Transcript of clip from Judge Johanna Fitzpatrick interview

I guess you could say my biggest success at Legal Aid is what got me on the bench to begin with. At Catholic we had a law professor named Florence Roisman, who was a property person who was just tremendously active in terms of her approach to cases. And in those days you had all kinds of due process, equal protection issues, Goldberg v. Kelly kinds of issues that we were very attuned to at our Legal Aid clinic at Catholic, and it wasn’t the traditional property courses that you took where you’re learning–. I had to learn those on the bar exam, because we really did different things. In Fairfax I had a case in which a young woman had been evicted from the public housing in Fairfax Co. and my training from Florence Roisman said, ooh, they have due process problems. So we went to court and in the lower court, the district court, the trial court disagreed and entered judgment and evicted her, and I said note my appeal, which nobody ever does for those things. So we got to circuit court and on the other side of the case was Sen. Abe Brault [Adelard L. Brault], who was the Democratic senator, and I think it was Sen. Brault and somebody in his firm but they represented the housing authority.
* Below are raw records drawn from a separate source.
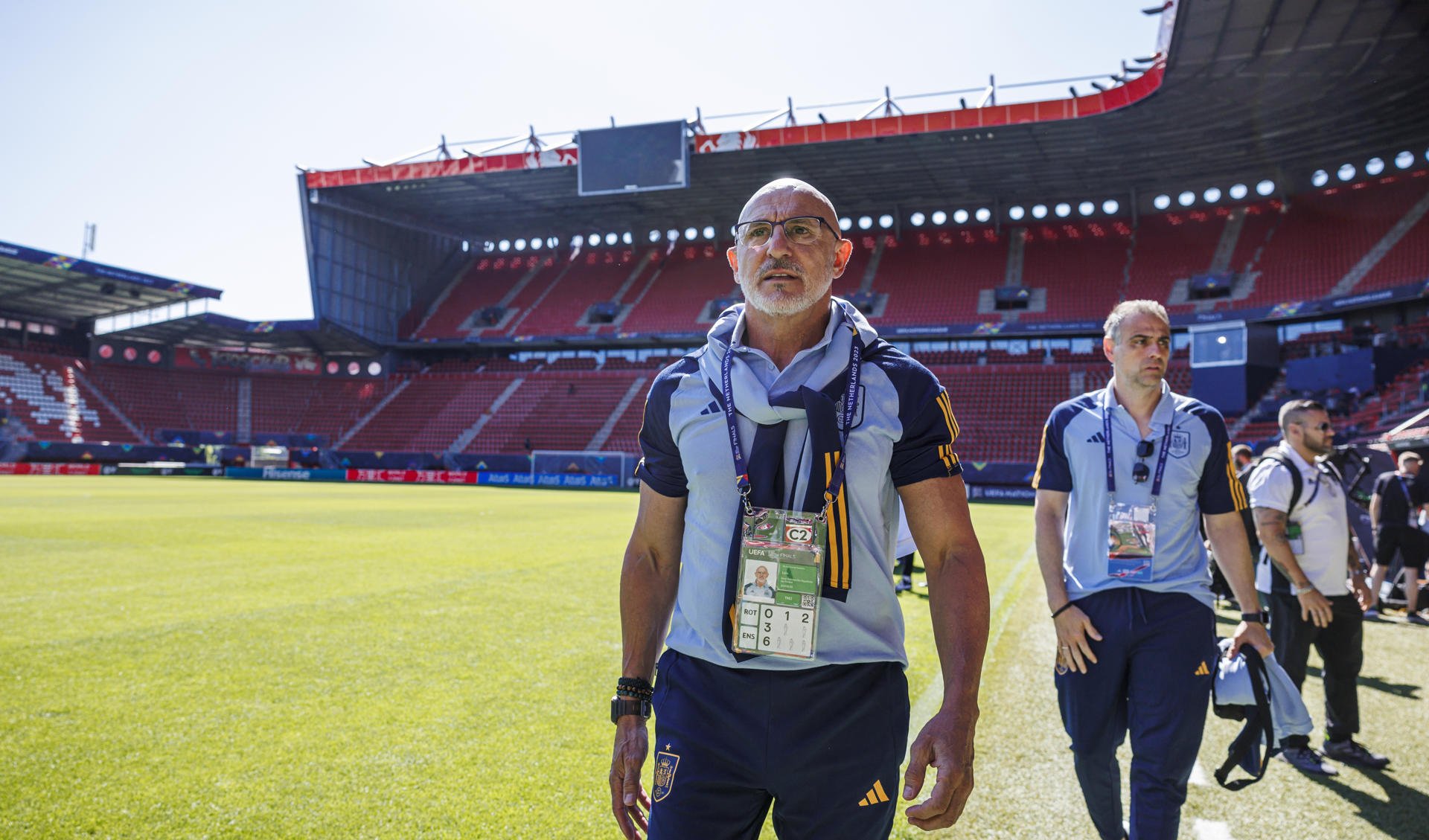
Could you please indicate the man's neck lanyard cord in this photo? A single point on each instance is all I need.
(1110, 461)
(849, 405)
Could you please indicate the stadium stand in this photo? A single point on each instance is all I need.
(933, 278)
(675, 298)
(35, 392)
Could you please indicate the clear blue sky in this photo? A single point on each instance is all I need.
(176, 126)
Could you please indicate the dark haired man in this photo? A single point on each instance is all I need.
(1308, 556)
(795, 419)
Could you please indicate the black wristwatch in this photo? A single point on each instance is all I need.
(622, 706)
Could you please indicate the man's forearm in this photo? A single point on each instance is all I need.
(1270, 528)
(646, 599)
(1228, 540)
(1049, 556)
(958, 602)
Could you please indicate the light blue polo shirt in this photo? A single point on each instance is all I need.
(1199, 479)
(902, 433)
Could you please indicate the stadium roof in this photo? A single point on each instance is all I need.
(225, 333)
(54, 286)
(1248, 90)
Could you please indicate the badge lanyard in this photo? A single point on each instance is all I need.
(849, 405)
(1110, 462)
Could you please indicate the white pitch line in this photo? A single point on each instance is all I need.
(930, 697)
(1211, 830)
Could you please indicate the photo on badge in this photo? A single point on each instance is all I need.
(759, 580)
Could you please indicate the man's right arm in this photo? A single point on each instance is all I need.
(649, 580)
(1270, 526)
(1075, 629)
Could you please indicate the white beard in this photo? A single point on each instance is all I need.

We took it up there and I made all these arguments, which I don’t think anybody has ever made in Fairfax Co. before or since–thank you, Florence Roisman–and I believe it was Judge Keith [M. Langhorne Keith] agreed with me, and they had to revamp their entire eviction procedures for poor people in the county. About, I don’t know, a year or two later I got a call to ask if I wanted to be a substitute judge [Laughs] from the chief judge of the court at that time, and I think Sen. Brault had called because he really did think it was time they put some women on the bench. So I became the first woman substitute judge in Fairfax Co. and then two years later I went on the juvenile bench.